In 1879, Satie enrolled at the Paris Conservatoire where his teachers labelled him untalented. Having been sent home for two and a half years, he re-entered the Conservatoire in 1885 but again made little impression on his teachers and he decided to take up military service. After a few weeks he left and took up lodgings in Montmartre, the artistic hub of Paris. Here, his father published his first compositions. The next year, he started to publish his famous Gymnopedies for piano.
Satie’s Gymnopedies were gentle but somewhat irregular pieces of music that deliberately flouted many music forms and conventions. Written in ¾ time with a similar theme, they are ethereal, atmospheric pieces regarded as precursors to today’s ambient music. Satie himself used the term “furniture music” to describe some, suggesting they should be background music. However by the end of 1896, Satie popularity and financial position were at an all time low. Claude Debussy, now the most popular French composer, decided to help his friend by orchestrating the Gymnopedies. Their rebirth made people finally take Satie seriously.

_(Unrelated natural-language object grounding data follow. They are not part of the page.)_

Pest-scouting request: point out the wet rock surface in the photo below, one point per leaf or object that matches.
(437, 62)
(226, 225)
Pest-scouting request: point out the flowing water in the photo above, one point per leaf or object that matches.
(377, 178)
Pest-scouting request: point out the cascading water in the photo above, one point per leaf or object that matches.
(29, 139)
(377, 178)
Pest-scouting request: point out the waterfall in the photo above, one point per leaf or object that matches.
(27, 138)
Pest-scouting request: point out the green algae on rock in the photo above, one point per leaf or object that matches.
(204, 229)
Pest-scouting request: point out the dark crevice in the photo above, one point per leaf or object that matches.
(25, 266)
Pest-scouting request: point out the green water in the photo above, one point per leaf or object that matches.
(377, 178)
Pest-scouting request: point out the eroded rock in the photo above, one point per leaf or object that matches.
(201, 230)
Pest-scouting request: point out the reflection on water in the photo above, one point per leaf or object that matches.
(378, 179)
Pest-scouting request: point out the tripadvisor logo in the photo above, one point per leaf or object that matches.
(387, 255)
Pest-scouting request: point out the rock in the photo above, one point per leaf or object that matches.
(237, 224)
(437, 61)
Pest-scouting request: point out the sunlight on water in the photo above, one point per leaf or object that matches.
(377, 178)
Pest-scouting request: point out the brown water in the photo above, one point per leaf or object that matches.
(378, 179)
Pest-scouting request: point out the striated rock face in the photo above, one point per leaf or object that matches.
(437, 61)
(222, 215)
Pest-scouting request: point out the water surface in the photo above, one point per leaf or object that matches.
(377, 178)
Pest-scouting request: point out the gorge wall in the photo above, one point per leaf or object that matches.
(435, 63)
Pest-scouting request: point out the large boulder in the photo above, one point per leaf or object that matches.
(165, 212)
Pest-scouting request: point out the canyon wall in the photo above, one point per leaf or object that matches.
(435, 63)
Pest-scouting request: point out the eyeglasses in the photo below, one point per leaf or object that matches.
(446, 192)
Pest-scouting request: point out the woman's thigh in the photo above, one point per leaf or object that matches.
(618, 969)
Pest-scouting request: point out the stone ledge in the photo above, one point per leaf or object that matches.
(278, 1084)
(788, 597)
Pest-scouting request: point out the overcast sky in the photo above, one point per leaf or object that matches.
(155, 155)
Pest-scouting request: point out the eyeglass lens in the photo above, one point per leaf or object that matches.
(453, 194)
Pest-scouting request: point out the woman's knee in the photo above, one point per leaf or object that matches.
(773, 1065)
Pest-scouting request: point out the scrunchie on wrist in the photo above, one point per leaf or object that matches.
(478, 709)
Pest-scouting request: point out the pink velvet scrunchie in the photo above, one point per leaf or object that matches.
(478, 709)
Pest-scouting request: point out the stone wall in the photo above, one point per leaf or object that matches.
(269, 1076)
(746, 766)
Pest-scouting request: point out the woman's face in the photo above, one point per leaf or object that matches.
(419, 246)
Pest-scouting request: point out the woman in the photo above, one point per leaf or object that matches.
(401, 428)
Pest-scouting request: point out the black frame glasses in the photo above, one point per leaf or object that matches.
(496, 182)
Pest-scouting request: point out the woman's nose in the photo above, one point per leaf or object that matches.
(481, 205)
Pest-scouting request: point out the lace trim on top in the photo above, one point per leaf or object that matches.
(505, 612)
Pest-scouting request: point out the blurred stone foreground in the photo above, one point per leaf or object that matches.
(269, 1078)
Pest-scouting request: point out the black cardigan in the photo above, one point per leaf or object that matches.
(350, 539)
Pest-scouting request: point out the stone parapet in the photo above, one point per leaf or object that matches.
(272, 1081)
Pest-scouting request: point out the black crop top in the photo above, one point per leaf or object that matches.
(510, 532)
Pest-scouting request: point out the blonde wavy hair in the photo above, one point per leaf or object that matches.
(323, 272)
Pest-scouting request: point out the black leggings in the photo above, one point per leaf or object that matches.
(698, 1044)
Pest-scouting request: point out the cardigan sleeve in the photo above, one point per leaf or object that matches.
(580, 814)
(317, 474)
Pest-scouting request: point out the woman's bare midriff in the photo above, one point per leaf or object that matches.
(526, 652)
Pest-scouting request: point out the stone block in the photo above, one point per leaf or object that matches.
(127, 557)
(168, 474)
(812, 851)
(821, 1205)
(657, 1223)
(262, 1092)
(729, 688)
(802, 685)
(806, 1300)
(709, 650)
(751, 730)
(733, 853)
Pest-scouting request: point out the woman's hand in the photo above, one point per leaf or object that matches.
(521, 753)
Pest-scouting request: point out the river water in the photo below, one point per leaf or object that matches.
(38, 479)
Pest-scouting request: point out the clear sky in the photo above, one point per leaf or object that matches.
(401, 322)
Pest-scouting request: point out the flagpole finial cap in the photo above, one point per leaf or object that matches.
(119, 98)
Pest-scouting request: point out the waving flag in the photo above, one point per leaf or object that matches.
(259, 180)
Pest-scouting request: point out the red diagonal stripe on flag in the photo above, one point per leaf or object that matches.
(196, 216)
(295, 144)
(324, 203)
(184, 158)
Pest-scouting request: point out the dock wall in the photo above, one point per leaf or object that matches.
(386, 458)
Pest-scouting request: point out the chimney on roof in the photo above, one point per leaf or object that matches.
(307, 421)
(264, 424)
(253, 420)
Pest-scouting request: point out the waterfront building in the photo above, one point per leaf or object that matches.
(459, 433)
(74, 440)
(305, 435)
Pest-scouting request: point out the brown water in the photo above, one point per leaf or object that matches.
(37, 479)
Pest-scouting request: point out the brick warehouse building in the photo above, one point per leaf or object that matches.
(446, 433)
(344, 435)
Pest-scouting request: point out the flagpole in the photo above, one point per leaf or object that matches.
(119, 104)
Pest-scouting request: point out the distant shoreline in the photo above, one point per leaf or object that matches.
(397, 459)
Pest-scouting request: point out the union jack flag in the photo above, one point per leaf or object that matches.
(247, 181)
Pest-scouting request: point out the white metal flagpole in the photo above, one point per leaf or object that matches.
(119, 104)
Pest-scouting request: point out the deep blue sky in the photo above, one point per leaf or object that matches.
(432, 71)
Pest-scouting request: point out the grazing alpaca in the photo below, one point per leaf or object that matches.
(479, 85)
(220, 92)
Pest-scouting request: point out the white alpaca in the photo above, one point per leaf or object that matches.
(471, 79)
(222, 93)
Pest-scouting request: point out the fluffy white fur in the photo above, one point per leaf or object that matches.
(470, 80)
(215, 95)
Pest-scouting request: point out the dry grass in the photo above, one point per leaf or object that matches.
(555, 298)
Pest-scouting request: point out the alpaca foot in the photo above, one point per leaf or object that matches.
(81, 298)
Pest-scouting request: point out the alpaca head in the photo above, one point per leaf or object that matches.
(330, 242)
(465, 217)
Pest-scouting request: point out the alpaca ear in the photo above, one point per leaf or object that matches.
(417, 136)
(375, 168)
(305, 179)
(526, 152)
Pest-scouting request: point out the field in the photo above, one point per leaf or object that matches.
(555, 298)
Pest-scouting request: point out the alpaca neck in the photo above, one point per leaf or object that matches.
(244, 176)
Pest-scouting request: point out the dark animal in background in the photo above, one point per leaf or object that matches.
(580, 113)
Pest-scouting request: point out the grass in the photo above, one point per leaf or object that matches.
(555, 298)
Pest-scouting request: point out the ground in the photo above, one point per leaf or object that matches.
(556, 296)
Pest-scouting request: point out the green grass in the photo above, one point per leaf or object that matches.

In 1917, the first performance of his ballet Parade
(the orchestration of which consisted of parts for typewriter, foghorn and
baby’s rattle) caused a scandal but established him at the forefront of the
avant-garde. It was co-written by
Picasso. Another piece, Vexations, has
840 repetitions of the same musical motif.
Satie gave his piano pieces names like Unpleasant Glimpses, Gentle Flabby Preludes (for a dog) or Old Sequins and Old Breastplates. He accompanied the scores of these pieces with all kinds of written remarks which he insisted are not to be read out during performance. These seemingly frivolous titles were actually taken quite seriously by Satie.
Around this time, Satie was sentenced to a week of imprisonment for an insulting postcard sent to a critic.
It was only on the intercession of people like Debussy, Saint Saens and Stravinsky that he was released.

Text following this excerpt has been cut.